I was annoyed by the two music industry defenders, who seemed willfully to reject the idea that "find a niche and cater to it" is a model that other people could emulate.

There are lots and lots of people trying to do that right now. I don't think it's unreasonable for them to ask why Coulton has been so much more successful than so many other artists on the internet trying to do the same thing.

Is he just that much more talented? Is his niche more lucrative than other niches? Did he just win the lottery with "Code Monkey" getting noted on Slashdot and "Still Alive" being used in Portal?

I'm inclined to say it's at least partly stellar talent.
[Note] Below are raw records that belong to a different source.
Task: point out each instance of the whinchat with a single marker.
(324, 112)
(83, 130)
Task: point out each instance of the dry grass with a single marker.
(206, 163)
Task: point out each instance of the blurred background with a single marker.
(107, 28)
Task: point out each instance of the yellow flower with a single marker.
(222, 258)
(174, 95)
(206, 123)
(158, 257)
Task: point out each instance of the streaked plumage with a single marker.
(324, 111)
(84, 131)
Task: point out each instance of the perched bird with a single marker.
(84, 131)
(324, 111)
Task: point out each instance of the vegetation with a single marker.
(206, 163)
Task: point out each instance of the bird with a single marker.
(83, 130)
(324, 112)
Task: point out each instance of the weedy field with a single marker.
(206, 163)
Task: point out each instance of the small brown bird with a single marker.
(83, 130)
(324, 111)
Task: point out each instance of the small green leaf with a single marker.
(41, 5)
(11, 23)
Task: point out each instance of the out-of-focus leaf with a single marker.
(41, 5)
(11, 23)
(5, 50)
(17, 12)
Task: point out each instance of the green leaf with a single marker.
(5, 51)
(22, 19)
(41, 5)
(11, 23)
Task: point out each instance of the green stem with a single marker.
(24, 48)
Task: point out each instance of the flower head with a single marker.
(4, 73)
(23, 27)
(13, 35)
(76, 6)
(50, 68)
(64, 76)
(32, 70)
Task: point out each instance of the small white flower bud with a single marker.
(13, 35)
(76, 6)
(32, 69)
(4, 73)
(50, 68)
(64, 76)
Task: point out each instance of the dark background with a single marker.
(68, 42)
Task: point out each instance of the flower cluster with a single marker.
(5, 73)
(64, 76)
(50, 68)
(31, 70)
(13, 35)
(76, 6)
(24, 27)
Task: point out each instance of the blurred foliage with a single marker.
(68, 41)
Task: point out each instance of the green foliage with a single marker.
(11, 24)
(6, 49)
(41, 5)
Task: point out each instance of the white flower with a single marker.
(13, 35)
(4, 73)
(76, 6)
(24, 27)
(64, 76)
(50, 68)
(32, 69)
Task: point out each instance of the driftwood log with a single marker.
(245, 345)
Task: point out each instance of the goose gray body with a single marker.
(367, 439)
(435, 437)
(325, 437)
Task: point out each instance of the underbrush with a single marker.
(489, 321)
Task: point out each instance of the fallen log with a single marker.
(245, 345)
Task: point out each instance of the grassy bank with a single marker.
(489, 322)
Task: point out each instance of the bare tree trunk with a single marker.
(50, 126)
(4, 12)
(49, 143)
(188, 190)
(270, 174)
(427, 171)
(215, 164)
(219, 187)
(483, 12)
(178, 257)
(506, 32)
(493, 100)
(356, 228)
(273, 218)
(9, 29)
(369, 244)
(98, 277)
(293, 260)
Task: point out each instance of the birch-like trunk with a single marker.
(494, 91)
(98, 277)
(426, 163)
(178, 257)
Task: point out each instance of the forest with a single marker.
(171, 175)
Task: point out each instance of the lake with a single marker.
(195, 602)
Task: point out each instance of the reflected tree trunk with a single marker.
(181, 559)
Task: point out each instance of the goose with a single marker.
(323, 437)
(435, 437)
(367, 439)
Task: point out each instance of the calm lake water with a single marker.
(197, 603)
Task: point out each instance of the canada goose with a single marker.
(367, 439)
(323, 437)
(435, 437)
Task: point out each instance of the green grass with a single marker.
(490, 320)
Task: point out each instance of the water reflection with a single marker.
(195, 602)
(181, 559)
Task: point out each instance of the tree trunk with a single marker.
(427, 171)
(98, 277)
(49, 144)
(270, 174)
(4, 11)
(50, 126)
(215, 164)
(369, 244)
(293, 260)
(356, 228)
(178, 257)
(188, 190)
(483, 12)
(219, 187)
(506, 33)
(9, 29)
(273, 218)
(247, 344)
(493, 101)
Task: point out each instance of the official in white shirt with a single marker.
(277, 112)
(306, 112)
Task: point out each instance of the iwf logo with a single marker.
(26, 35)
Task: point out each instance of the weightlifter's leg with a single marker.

Anyone might have won the "Write a song for Portal" lottery, but it's hard to imagine anyone hitting that pitch out of the park as hard as he did.
posted by straight at 10:58 AM on May 27, 2011 [1 favorite]


I would imagine that there are more than a few Mozarts and Beethovens around today, but without the benefit of wealthy arts patrons, they're working at Starbucks to pay the bills and thus will never have a chance to sit down long enough to pen their magnum opus.

What? One of my favorite artists was working at a pizza joint when I first came across him.

This is the first time that you can turn your off hours into a world wide fan base. Of course, you still need to be some kind of good.
posted by ChurchHatesTucker at 1:25 PM on May 27, 2011 [1 favorite]


Hmmm…Guy who is having success thinks the system is working great. Isn’t that the Republican Party?